Section: New Results
Formal verification of compilers
Verification of a compiler back-end
Participant : Xavier Leroy.
Our work on compiler verification (see section 3.3.1 ) started in 2004 and 2005 with the formal verification of a compiler back-end, translating the Cminor intermediate language down to PowerPC assembly code and performing a few optimizations (register allocation by graph coloring and constant propagation). This work is described in a paper presented at the POPL 2006 symposium  . This year, Xavier Leroy implemented and proved correct one additional optimization pass: common subexpression elimination, performed by value numbering over basic blocks. He also revised the operational semantics of all source, intermediate and target languages so that they capture a trace of all input/output activities of the program, and proved that this trace of I/O events is preserved by all the passes of the back-end. This addition of traces leads to a significantly stronger observational equivalence between source and machine code than in our previous work.
Verification of a compiler front-end for a subset of the C language
In parallel with our work on compiler back-end, we are also conducting the development and formal verification of compiler front-ends that target the Cminor intermediate language. The first such front-end generates Cminor code from a subset of the C language called Clight, similar to that used for programming critical embedded systems. Clight features all the arithmetic types and operators of C, as well as arrays, pointers, pointer arithmetic, function pointers, and all the structured control statements of C, but excludes unstructured control (goto , switch , longjmp ).
A first prototype of a verified front-end for Clight was developed in 2005 and described in a paper presented this year at the Formal Methods conference  .
As part of his Master's internship and under Sandrine Blazy's supervision, Thomas Moniot re-architected the prototype Clight front-end around the use of the CIL library developed at Berkeley  . CIL provides an industrial-strength parser and type-checker for the C language, as well as a simplifier that eliminates or explicates many difficult features of this language. The use of CIL enables our front-end to correctly handle a much larger subset of the C language, including struct and union types. Thomas Moniot and Xavier Leroy extended and adapted the Coq proofs of semantic preservation for the C front-end. As a result of this work, the Compcert compiler is now able to compile realistic examples of C source code, of a few thousand lines, with almost no modifications.

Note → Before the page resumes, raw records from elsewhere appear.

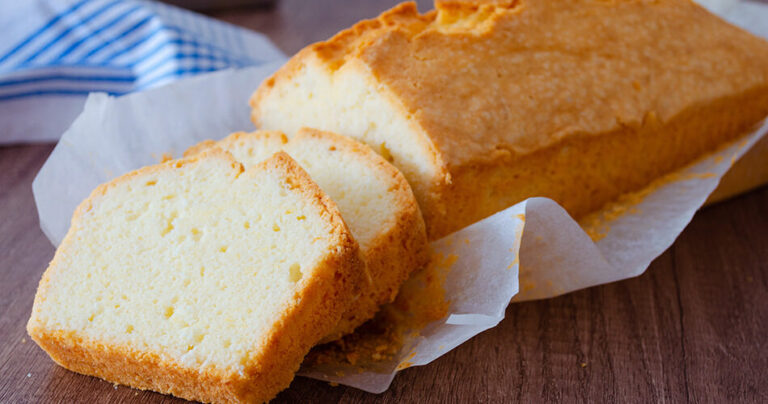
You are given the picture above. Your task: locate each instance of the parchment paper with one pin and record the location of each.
(532, 250)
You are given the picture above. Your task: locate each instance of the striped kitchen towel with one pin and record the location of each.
(54, 52)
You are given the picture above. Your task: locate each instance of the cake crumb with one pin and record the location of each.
(378, 342)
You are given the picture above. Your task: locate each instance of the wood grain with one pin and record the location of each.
(692, 328)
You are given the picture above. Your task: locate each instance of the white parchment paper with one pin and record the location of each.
(532, 250)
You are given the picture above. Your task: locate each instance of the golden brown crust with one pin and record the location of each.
(492, 84)
(313, 311)
(399, 249)
(749, 172)
(396, 252)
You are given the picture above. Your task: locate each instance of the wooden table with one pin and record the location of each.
(694, 327)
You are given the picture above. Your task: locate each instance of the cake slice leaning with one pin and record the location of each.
(373, 196)
(198, 279)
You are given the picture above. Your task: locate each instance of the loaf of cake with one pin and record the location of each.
(482, 104)
(373, 197)
(198, 279)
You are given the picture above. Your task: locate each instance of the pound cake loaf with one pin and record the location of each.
(372, 195)
(482, 104)
(198, 279)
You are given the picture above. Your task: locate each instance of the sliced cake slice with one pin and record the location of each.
(198, 279)
(373, 196)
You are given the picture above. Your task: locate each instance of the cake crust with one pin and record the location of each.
(491, 85)
(393, 254)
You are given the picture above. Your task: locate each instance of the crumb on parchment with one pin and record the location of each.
(421, 300)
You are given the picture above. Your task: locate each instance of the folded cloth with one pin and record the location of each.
(54, 52)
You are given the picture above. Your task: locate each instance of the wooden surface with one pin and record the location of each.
(694, 327)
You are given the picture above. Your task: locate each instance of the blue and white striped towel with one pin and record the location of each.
(54, 52)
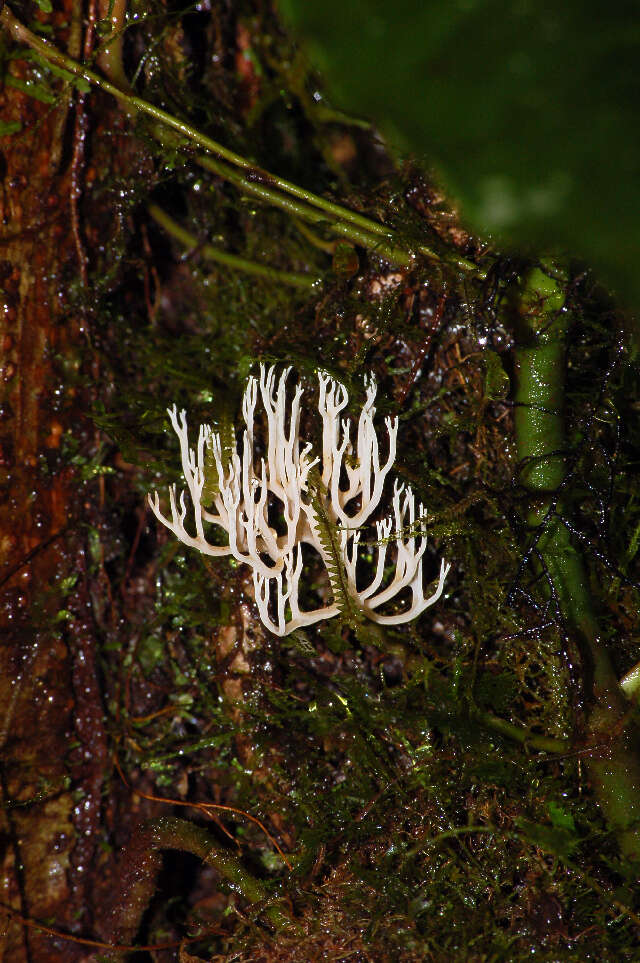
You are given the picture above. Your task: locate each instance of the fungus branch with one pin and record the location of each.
(272, 506)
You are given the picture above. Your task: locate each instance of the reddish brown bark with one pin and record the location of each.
(49, 700)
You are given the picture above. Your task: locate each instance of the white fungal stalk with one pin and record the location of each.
(248, 492)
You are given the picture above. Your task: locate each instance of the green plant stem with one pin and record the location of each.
(519, 734)
(140, 863)
(541, 323)
(238, 170)
(262, 189)
(49, 52)
(229, 260)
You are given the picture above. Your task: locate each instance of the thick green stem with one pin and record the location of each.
(542, 323)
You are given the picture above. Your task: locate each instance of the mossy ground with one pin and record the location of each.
(416, 831)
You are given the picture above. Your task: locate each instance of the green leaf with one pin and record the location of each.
(528, 110)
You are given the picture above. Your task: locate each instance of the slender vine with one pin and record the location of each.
(542, 323)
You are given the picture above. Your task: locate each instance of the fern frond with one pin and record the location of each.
(329, 535)
(224, 426)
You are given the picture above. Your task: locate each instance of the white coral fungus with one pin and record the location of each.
(248, 493)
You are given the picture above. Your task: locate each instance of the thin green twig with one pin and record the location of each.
(229, 260)
(243, 173)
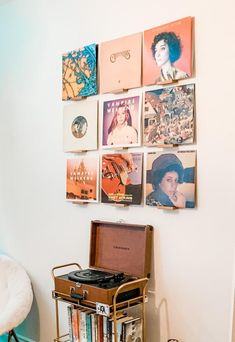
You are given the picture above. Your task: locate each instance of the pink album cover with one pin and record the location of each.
(82, 179)
(120, 63)
(121, 122)
(167, 52)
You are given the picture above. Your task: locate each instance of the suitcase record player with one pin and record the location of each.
(119, 254)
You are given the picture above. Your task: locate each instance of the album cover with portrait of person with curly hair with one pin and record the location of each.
(167, 53)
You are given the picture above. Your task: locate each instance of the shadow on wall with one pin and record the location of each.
(29, 330)
(159, 319)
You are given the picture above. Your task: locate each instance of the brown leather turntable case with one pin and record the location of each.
(114, 247)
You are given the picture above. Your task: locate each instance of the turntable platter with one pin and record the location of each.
(90, 276)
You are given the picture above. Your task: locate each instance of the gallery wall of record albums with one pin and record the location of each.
(131, 100)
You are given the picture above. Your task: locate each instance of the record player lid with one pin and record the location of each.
(121, 247)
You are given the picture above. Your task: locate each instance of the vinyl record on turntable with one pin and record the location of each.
(90, 276)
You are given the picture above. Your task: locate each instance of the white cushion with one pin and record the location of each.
(16, 294)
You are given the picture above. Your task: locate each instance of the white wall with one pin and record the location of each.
(192, 274)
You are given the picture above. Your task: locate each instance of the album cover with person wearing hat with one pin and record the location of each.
(170, 179)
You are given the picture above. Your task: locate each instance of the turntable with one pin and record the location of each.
(119, 255)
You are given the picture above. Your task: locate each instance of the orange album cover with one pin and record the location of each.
(120, 63)
(167, 52)
(122, 178)
(82, 179)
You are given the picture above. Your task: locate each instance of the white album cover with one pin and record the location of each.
(80, 126)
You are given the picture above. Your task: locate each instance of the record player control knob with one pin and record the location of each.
(118, 277)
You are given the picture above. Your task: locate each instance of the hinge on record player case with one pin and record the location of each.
(78, 296)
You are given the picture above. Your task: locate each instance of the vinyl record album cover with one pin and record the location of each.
(170, 179)
(133, 330)
(122, 178)
(79, 75)
(167, 53)
(120, 63)
(121, 122)
(80, 126)
(82, 179)
(169, 116)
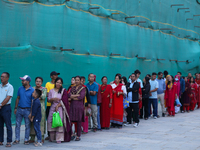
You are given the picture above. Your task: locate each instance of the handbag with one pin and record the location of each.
(177, 103)
(88, 111)
(56, 120)
(125, 103)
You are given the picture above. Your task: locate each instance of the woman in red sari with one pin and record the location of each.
(170, 96)
(186, 96)
(194, 91)
(116, 113)
(197, 80)
(106, 97)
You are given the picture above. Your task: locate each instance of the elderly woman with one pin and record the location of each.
(59, 103)
(77, 97)
(38, 83)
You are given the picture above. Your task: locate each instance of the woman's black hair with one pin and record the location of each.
(58, 78)
(169, 82)
(38, 92)
(103, 77)
(78, 77)
(191, 81)
(39, 78)
(147, 79)
(125, 80)
(119, 76)
(82, 77)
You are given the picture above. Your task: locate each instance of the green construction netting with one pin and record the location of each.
(32, 33)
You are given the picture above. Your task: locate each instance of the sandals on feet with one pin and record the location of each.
(73, 137)
(8, 145)
(37, 144)
(31, 141)
(15, 142)
(77, 139)
(26, 142)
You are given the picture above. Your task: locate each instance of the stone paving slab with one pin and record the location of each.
(181, 132)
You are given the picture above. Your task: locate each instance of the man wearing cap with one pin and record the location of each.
(6, 92)
(23, 108)
(49, 86)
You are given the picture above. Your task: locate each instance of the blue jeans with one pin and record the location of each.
(98, 118)
(22, 113)
(154, 102)
(5, 117)
(36, 125)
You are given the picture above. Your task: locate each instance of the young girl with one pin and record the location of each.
(170, 96)
(194, 91)
(186, 96)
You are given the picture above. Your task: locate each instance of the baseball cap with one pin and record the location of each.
(26, 77)
(54, 73)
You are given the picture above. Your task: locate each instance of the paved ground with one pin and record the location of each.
(181, 132)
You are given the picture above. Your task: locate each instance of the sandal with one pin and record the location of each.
(31, 141)
(15, 142)
(26, 142)
(37, 144)
(73, 137)
(77, 138)
(8, 145)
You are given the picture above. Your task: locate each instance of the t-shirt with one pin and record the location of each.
(25, 97)
(162, 86)
(6, 90)
(154, 85)
(93, 87)
(140, 81)
(36, 110)
(49, 86)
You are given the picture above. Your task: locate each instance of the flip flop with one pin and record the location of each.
(8, 145)
(77, 139)
(26, 142)
(15, 142)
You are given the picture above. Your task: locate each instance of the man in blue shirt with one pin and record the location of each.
(182, 89)
(93, 89)
(6, 92)
(133, 97)
(161, 91)
(36, 115)
(23, 108)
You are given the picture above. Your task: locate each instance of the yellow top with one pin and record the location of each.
(49, 86)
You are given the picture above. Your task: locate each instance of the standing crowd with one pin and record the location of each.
(92, 106)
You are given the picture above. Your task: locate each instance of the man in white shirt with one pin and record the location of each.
(153, 95)
(137, 72)
(6, 92)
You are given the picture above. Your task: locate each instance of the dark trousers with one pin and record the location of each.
(47, 115)
(134, 113)
(154, 102)
(181, 101)
(37, 131)
(5, 117)
(145, 103)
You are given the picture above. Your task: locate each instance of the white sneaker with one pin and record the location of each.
(136, 125)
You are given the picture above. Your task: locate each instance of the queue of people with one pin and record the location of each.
(92, 105)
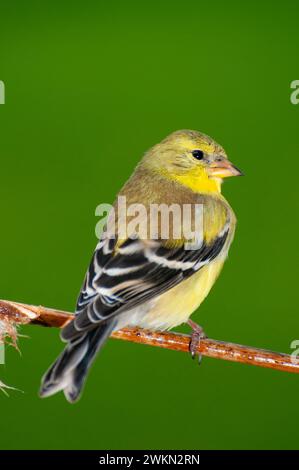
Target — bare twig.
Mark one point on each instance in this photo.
(18, 313)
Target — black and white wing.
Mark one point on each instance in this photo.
(121, 278)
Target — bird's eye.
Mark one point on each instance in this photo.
(198, 154)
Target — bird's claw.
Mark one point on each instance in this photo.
(197, 335)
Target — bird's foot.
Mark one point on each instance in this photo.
(197, 335)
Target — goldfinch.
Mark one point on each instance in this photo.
(151, 282)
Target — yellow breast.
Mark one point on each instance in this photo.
(175, 306)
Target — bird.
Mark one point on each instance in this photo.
(148, 280)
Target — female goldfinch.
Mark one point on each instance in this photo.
(151, 283)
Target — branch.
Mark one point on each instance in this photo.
(17, 313)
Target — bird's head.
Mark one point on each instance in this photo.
(193, 159)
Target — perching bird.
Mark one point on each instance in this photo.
(152, 282)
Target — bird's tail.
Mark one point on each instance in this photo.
(69, 371)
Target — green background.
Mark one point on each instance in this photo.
(90, 87)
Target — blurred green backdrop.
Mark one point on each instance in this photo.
(89, 87)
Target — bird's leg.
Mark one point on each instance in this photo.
(197, 335)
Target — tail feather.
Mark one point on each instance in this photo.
(69, 371)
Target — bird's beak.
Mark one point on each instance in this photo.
(223, 169)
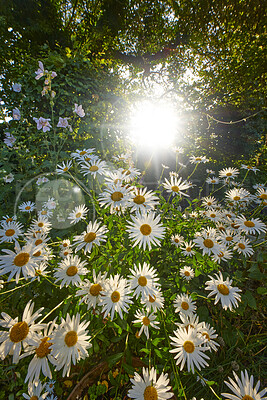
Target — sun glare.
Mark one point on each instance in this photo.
(153, 125)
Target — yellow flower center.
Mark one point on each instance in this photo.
(145, 229)
(116, 196)
(89, 237)
(44, 348)
(21, 259)
(208, 243)
(189, 346)
(115, 297)
(139, 199)
(150, 393)
(151, 299)
(19, 332)
(71, 338)
(207, 336)
(223, 289)
(95, 289)
(249, 224)
(184, 305)
(10, 232)
(146, 321)
(93, 168)
(142, 281)
(72, 270)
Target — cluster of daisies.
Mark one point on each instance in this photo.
(62, 344)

Verification of a compiler front-end for Mini-ML
As part of her PhD thesis and under Xavier Leroy's supervision, Zaynah Dargaye investigates the development and formal verification of a translator from a small call-by-value functional language (Mini-ML) to Cminor. Mini-ML functions as first-class values, arithmetic, constructed data types and shallow pattern-matching, making it an adequate target for Coq's program extraction facility.
Zaynah Dargaye developed and proved correct in Coq three translation passes: numbering of data constructors, lifting of function definitions to top-level, closure conversion and generation of Cminor code, as well as one optimization pass: the transformation of curried functions into n-ary functions. A paper describing this optimization and its proof of correctness was accepted for presentation at JFLA 2007  .
Certified translation validation
Certified translation validation provides an alternative to proving semantics preservation for the transformations involved in a certified compiler. Instead of proving that a given transformation is correct, we validate it a posteriori , i.e. we verify that the transformed program behaves like the original. The validation algorithm is described using the Coq proof assistant and proved correct, i.e. that it only accepts transformed programs semantically equivalent to the original. In contrast, the program transformation itself can be implemented in any language and does not need to be proved correct.
Jean-Baptiste Tristan, under the supervision of Xavier Leroy, is investigating this approach in the case of instruction scheduling transformations. Instruction scheduling is a family of low-level optimizations that reorder the program instructions so as to exploit instruction-level parallelism and reduce overall execution time. The validation algorithm for instruction scheduling is based on symbolic execution of the original and transformed programs  . During his Master's internship, Jean-Baptiste Tristan developed and proved correct a validator adequate for instruction scheduling at the basic-block level. As part of the beginning of his PhD, he currently works on extending validation to trace scheduling, where instructions can move around conditional branches but not loops.
Verified garbage collection
High-level languages that automate memory management, such as ML or Java, prevent a large class of dangerous bugs, and are relatively amenable to formal reasoning about programs. This makes these languages a good basis for developing high-confidence software systems, including system software and theorem provers (such as Coq). However, to trust systems built on top of garbage collection, it is necessary to trust the garbage collector itself. Although correctness of GC algorithms is a very old subject, correctness of actual implementations has not been well-studied, and indeed there are few if any fielded systems containing a formally-verified collector. The goal of this research is to fill this gap, specifically by developing a verified collector within the Compcert compiler framework.
This work is just beginning, and we are still investigating several alternative approaches. Currently, the most promising idea is to code the collector directly in the Cminor intermediate language, and use mechanized proof assistance to verify correctness of this code. The collector can then be interfaced easily with code generated from existing front ends that generate Cminor; moreover, the existing certified compilation pipeline from Cminor to machine code can be used on the collector code itself. However, so far we have little experience in proving properties of Cminor programs (as opposed to properties of the compilation system). One possible mechanism is to adopt the Caduceus C-language verification-condition generator, developed by Filliâtre and others at LRI  , to work on Cminor programs; we are undertaking experiments with the existing Caduceus to determine its suitability for verifying a collector.